Ferrell also writes: Anarchist criminology certainly incorporates the sort of "visceral revolt" that characterizes anarchism itself, the passionate sense of "fuck authority," to quote the old anarchist slogan, the comes from being shoved around by police officers, judges, bosses, priests, and other authorities one time too many. Moreover, anarchists would agree with many feminist and postmodernist theorists that such visceral passions matter as methods of understanding and resistance outside the usual confines of rationality and respect. But anarchist criminology also incorporates a relatively complex critique of state law and legality which begins to explain why we might benefit from defying authority, or standing "against the law."

==Anarchist criminologists==
Prominent anarchist criminologists since the 1970s have included Randall Amster, who has explored anti-authoritarian forms of conflict resolution in anarchist communities; Bruce DiCristina, whose work draws on the thought of Paul Feyerabend in order to critique criminology and criminal justice; Jeff Ferrell, whose work examines the relationships between legal authority, resistance and criminality; Harold Pepinsky, who in 1978 published an article on "communist anarchism as an alternative to the rule of criminal law", which introduced an approach that later came to be known as peacemaking criminology; Dennis Sullivan; and Larry Tifft, who argued for the replacement of state law with a face-to-face form of justice grounded in humans' needs.
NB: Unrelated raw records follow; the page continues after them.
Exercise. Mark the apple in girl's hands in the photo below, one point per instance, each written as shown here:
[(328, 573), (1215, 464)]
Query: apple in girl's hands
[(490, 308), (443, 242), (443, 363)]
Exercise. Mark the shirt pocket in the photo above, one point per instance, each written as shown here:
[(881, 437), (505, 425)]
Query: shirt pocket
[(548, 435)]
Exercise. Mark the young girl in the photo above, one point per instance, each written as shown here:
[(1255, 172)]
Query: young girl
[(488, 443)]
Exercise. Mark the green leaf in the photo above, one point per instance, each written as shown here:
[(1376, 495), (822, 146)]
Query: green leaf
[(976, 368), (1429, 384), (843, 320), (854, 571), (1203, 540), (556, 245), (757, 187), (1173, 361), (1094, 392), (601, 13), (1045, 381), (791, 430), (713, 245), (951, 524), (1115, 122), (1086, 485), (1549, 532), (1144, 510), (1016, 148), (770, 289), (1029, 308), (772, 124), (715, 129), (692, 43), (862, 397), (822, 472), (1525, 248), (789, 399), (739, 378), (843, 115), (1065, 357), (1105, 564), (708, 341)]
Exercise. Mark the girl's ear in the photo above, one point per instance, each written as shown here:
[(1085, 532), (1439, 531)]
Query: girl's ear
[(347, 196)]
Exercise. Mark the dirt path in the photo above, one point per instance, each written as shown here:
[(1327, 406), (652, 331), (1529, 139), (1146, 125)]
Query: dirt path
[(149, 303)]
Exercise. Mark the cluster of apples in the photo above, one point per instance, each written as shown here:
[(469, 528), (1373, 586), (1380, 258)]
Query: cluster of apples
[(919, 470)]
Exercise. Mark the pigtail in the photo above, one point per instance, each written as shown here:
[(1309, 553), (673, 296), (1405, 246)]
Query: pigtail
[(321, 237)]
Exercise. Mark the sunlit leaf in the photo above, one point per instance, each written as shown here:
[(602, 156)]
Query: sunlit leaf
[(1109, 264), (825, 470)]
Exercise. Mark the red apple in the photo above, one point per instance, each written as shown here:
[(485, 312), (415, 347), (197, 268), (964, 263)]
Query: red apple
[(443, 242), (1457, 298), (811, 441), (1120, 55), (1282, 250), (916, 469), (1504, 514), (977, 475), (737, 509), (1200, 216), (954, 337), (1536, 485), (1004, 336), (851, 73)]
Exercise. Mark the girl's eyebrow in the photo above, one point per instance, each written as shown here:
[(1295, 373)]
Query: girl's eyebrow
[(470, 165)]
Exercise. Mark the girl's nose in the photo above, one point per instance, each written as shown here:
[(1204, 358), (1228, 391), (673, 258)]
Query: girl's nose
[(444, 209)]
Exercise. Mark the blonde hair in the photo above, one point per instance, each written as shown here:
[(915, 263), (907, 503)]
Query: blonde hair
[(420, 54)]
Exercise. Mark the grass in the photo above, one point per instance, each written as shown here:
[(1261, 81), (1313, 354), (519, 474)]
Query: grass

David Gil and Richard Quinney have also published similar critiques and proposals to those that feature in anarchist criminology.

==Evaluation==
Eugene McLaughlin argues that anarchist criminology furnishes criminologists with "an uncompromising critique of law, power and the state; the promise of un-coercive social relationships; the possibility of alternative forms of dispute settlement and harm reduction; a form of political intervention that may be appropriate to an increasingly complex and fragmented world where conventional forms of politics are becoming increasingly redundant; [and] the basis to develop both libertarian and communitarian criminologies." Michael Welch argued in 2005 that although its application to the study of lawlessness remains limited to a handful of works, anarchist criminology offers the field a valuable framework for deconstructing the state, its authority, and its machinery of repressive social control, as well as the resistance it evokes .... Anarchist criminology has the potential to further advance critical penology by offering a fluid approach to law and justice, inviting scholars to incorporate an array of sociological concepts into their analyses of the state, the criminal justice system, and the corrections apparatus.

Stanislav Vysotsky argues that anarchist criminology's emphasis on restorative justice, as a set of methods applied after crimes or violations of norms have occurred, has resulted in it lacking accounts of how to prevent crime, and that militant anti-fascism, understood as an unorthodox form of policing, can serve as a model for such a preventive approach. Such methods, Vysotsky suggests, are in keeping with the central tenets of anarchism, and so "represent a challenge to the pacifist orientation of anarchist criminology". Anarchist criminology has also been criticised for its perceived romantic idealism, conceptual confusion, lack of a theoretical foundation for its opposition to punishment, and lack of a practical strategy for dealing with dangerous individuals.